If anyone here, who may never have heard of The Theosophical Society before, should ask, catching something of the light from beyond the hills: “What can I do?”—one might reply that a part at least of what Mme. Blavatsky hoped for has been accomplished, and that this is one of the reasons why we are celebrating our fiftieth birthday. There is an organized body of students of Theosophy who have given their lives to its service; who have followed it through dark days, through brighter days; who have made it their life work. I think that these students would say that, while in the nineteenth century there were many great and noteworthy persons, so far as they can see, of all those who were known among men, Mme. Blavatsky will stand as far the greatest. That can only be decided centuries hence, but it is the firm conviction of some of us that she, who brought to the western world the knowledge of living Masters, is the greatest. She has built the bridge; it is for us to keep it in repair. Hardly less great was W. Q. Judge; taking the torch from her hand, he bore it valorously forward; a man strong and wise as he was humble, full of the kindest, humane spirit, wiser than the wisest, gentler than the gentlest, with the starry wisdom on his brow.

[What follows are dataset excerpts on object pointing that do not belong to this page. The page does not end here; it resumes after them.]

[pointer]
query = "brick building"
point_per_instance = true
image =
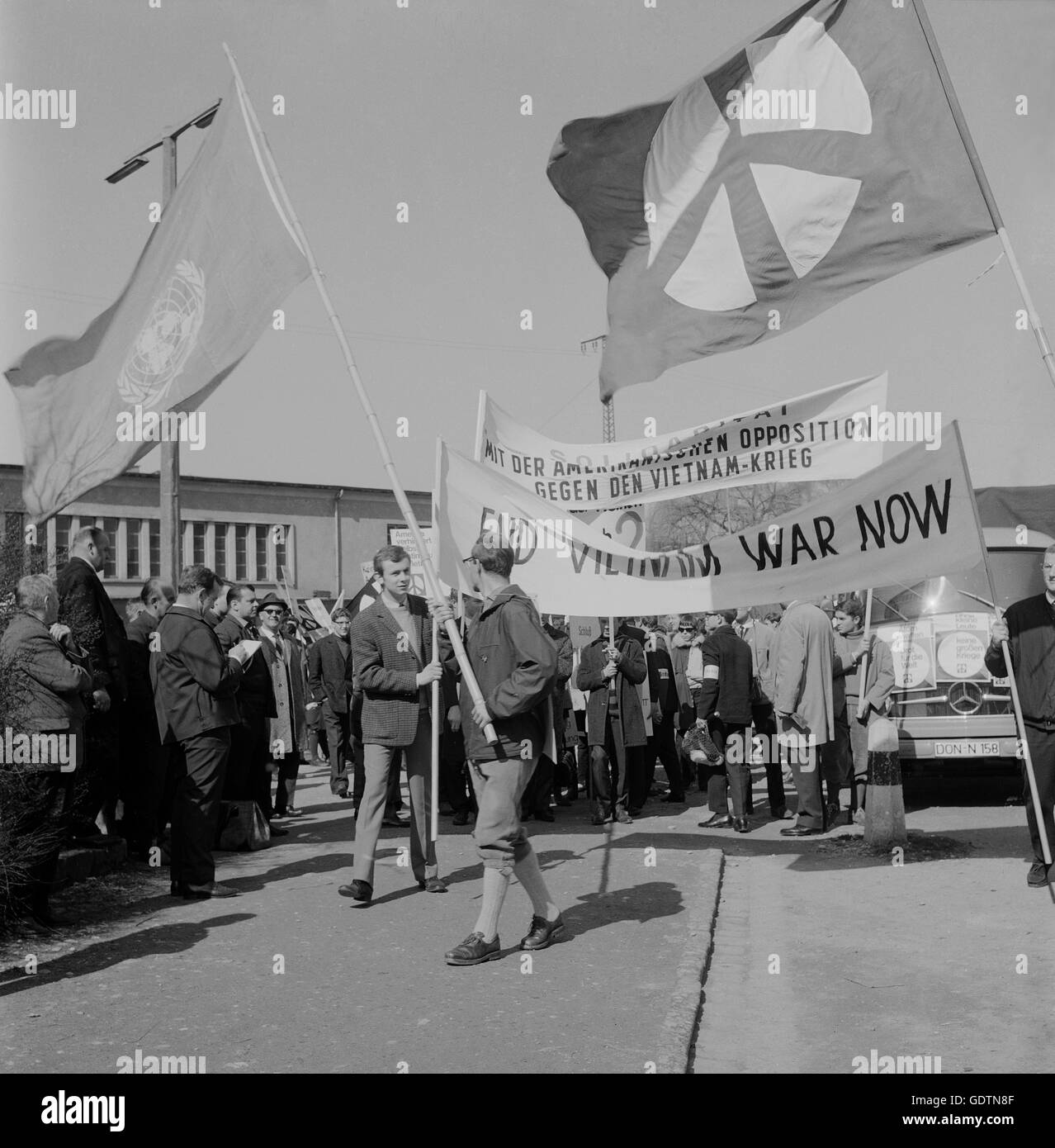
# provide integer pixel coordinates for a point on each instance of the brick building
(244, 529)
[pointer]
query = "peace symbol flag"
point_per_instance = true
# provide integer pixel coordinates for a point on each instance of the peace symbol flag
(813, 161)
(223, 256)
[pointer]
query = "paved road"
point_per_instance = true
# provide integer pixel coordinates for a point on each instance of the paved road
(365, 989)
(942, 957)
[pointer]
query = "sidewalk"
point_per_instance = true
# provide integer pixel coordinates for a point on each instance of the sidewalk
(951, 959)
(365, 989)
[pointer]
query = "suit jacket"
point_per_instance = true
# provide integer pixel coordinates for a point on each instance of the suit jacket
(97, 627)
(514, 662)
(728, 671)
(387, 674)
(632, 673)
(46, 680)
(805, 658)
(329, 673)
(255, 694)
(285, 662)
(763, 641)
(194, 682)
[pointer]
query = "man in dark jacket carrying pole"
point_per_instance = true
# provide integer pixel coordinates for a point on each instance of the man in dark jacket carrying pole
(516, 664)
(611, 670)
(725, 700)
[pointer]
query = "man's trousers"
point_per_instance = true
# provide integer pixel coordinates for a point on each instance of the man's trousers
(663, 745)
(501, 839)
(378, 761)
(804, 759)
(201, 766)
(736, 774)
(1042, 744)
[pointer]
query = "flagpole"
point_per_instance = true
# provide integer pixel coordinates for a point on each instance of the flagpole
(431, 576)
(1046, 355)
(1016, 703)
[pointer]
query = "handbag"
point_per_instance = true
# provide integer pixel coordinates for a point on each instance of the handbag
(243, 826)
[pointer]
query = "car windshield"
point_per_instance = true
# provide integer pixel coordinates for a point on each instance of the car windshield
(1016, 574)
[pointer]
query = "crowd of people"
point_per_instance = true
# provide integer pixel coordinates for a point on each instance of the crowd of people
(211, 695)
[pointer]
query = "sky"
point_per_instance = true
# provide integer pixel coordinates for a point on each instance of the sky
(423, 105)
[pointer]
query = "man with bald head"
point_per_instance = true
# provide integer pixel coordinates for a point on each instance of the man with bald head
(97, 627)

We have, therefore, a living tradition, a literature of theosophical books, an organized Society of students of Theosophy: so much of what Mme. Blavatsky forecast for 1975, exists, firmly established in 1925. Those who seek may find.
I think that students of Theosophy would say to the seeker: Do not let the goal of your search be anything less than the wisdom of the Masters, and the Masters themselves. Let your motive be what the motive of the Masters is, what it has ever been, what it will be until the day of the great peace: the redemption of spiritual humanity. That is our task. That is our goal. That is the undertaking which, so far as human frailty allows, we are determined to accomplish. We are determined that The Theosophical Society shall be, in 1975, what Mme. Blavatsky declared that it ought to be. So that, while we celebrate a fiftieth anniversary, we do not count ourselves to have attained. We have reached a point where we can really begin. We may perhaps borrow a watchword from the Dean of Seville, who said, in the year 1401, of the beginning of the magnificent cathedral:
“Let us build a thing so great that those who come after us may think us mad to have attempted it.”